I am curious if there is a way to invert the integral $$f(x)=\int_x^a \frac{g(t)}{\sqrt{t-x}}dt$$ to solve for g(x) when f(x) is a known function. The integral from x to a makes this problem seem a little awkward.
I have found that it is possible to invert equations of the form $$ f(x)=\int_0^x \frac{g(t)}{(x-t)^\alpha}dt$$ for $0<\alpha<1$ by using the abel transform, but I dont think this applies.

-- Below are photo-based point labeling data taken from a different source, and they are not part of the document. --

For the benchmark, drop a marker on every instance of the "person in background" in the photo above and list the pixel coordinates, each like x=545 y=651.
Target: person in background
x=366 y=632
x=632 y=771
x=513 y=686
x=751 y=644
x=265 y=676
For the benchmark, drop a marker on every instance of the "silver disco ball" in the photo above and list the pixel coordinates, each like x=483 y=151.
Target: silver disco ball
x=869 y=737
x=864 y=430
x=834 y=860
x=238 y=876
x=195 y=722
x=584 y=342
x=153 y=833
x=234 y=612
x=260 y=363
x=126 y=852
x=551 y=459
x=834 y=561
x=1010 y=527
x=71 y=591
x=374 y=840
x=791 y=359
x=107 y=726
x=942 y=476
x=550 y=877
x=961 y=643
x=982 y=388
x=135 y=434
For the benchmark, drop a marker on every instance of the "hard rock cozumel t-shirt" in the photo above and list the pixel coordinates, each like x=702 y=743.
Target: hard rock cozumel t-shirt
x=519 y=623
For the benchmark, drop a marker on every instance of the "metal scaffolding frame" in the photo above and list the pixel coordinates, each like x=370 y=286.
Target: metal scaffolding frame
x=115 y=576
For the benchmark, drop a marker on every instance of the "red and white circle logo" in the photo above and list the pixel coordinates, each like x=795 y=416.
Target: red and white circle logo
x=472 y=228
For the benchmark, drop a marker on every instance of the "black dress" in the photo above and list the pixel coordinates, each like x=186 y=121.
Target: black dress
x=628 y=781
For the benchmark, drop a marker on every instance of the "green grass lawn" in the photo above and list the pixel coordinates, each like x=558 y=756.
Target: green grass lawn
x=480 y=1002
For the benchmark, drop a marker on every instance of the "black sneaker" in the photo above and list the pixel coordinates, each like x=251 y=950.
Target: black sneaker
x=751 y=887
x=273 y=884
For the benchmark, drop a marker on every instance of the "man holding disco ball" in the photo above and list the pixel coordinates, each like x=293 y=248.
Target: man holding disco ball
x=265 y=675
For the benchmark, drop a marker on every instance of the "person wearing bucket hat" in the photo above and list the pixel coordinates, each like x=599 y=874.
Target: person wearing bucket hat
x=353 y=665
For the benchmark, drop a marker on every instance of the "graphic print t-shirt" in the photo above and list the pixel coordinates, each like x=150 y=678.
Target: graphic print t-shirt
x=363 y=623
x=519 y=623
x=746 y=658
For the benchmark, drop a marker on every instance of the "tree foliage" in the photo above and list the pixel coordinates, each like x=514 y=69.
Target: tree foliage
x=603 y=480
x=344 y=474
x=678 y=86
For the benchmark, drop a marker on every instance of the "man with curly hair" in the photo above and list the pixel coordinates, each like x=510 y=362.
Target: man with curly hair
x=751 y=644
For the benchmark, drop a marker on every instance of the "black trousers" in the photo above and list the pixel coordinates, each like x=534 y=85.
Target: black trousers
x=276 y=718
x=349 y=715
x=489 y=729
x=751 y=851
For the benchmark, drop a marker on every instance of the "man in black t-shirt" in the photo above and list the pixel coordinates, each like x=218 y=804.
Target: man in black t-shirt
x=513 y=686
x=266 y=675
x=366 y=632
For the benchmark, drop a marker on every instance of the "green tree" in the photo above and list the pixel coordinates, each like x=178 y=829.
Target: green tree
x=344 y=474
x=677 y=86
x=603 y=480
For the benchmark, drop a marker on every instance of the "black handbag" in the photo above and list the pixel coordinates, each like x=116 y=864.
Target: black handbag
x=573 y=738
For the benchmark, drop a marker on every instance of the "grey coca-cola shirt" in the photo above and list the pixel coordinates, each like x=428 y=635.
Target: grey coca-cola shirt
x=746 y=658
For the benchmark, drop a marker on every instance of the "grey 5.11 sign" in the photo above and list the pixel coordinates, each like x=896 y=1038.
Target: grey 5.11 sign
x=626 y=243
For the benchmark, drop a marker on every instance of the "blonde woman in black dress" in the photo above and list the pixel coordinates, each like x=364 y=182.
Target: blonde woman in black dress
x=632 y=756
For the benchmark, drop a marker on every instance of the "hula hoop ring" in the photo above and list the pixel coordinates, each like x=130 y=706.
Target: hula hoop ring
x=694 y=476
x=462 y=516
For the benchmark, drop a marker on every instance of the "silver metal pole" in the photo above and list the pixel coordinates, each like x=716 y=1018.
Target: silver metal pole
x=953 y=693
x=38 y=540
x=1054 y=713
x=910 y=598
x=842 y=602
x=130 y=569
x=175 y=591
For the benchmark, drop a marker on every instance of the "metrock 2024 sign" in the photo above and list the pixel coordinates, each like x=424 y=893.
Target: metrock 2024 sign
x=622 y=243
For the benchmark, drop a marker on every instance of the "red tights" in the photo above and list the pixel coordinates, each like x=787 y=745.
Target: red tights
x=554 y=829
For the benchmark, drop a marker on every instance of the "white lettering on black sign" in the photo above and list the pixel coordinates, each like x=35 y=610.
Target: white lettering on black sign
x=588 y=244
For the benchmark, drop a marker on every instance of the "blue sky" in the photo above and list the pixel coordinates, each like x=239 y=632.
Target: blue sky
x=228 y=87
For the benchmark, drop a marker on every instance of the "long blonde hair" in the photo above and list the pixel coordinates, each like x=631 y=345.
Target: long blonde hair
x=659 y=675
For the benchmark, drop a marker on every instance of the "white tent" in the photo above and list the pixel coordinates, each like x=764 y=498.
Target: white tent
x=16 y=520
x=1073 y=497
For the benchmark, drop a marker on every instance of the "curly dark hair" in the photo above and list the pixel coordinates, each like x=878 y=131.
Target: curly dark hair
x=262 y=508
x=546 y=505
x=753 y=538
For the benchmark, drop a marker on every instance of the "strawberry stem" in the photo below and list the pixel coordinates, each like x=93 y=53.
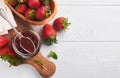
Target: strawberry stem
x=65 y=23
x=51 y=40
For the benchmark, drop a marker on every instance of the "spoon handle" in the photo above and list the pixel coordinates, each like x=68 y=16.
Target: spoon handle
x=45 y=67
x=4 y=15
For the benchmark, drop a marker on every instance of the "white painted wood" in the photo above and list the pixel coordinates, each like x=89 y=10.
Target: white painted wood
x=91 y=23
x=88 y=2
x=75 y=60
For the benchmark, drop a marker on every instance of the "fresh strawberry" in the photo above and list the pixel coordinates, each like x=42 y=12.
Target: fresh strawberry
x=3 y=41
x=12 y=2
x=49 y=34
x=47 y=9
x=21 y=8
x=34 y=3
x=61 y=23
x=30 y=14
x=22 y=1
x=40 y=13
x=46 y=2
x=7 y=50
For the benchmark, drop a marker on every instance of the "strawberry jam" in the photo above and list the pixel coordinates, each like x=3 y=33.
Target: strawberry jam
x=33 y=47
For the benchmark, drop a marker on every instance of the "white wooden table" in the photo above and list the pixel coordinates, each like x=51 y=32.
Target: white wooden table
x=89 y=49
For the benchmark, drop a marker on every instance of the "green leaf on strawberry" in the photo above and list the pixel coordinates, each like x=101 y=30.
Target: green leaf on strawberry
x=53 y=55
x=46 y=2
x=51 y=40
x=39 y=62
x=11 y=60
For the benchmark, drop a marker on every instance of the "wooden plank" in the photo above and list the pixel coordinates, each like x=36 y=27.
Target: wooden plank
x=88 y=2
x=86 y=60
x=91 y=23
x=75 y=59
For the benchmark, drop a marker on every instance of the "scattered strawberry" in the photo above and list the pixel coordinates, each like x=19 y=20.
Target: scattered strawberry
x=21 y=8
x=22 y=1
x=47 y=9
x=49 y=34
x=7 y=50
x=30 y=14
x=7 y=54
x=40 y=13
x=3 y=41
x=12 y=2
x=46 y=2
x=61 y=23
x=34 y=3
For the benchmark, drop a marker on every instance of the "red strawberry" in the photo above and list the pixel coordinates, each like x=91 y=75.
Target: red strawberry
x=3 y=41
x=47 y=9
x=61 y=23
x=30 y=14
x=21 y=8
x=22 y=1
x=7 y=50
x=40 y=13
x=12 y=2
x=49 y=34
x=45 y=2
x=34 y=3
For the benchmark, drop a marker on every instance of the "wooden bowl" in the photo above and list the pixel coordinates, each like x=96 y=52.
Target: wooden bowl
x=54 y=8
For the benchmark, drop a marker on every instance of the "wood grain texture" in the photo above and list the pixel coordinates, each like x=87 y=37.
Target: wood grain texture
x=89 y=49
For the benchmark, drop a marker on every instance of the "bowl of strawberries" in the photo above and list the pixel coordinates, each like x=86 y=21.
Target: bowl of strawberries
x=35 y=12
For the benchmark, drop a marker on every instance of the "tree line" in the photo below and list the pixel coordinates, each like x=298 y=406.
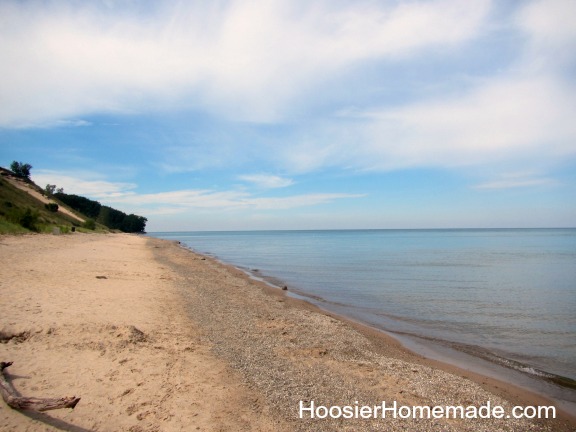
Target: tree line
x=108 y=216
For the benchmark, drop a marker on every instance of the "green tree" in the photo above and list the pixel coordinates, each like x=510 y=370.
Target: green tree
x=21 y=170
x=49 y=190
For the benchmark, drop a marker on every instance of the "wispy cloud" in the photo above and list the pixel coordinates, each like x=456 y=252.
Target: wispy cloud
x=517 y=180
x=267 y=181
x=186 y=200
x=84 y=183
x=179 y=201
x=68 y=59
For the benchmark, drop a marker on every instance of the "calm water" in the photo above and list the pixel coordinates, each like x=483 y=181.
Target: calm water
x=504 y=294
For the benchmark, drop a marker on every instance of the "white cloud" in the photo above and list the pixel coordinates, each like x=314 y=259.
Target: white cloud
x=186 y=200
x=267 y=181
x=517 y=180
x=178 y=201
x=246 y=59
x=83 y=184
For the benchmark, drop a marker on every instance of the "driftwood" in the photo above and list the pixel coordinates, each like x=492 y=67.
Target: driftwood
x=35 y=404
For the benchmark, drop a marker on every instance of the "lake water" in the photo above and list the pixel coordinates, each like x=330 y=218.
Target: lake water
x=507 y=295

Define $L_\alpha$ by $$ (L_\alpha g)(x)=\int_0^x \frac{g(t)}{(x-t)^\alpha}\mathrm dt. $$ Then, using the change of variable $s=a-t$, one gets $$f(x)=\int_x^a \frac{g(t)}{\sqrt{t-x}}\mathrm dt=\int_0^{a-x} \frac{g(a-s)}{\sqrt{a-x-s}}\mathrm ds=(L_{1/2}h)(a-x),$$ where the function $h$ is defined by $h(t)=g(a-t)$ for every $t$. Thus, if one knows $f$ such that $$f(x)=\int_x^a \frac{g(t)}{\sqrt{t-x}}\mathrm dt$$ and if one can invert $L_{1/2}$, then one knows $h$ such that $(L_{1/2}h)(x)=f(a-x)$ hence one knows $g$ since $g(t)=h(a-t)$ for every $t$.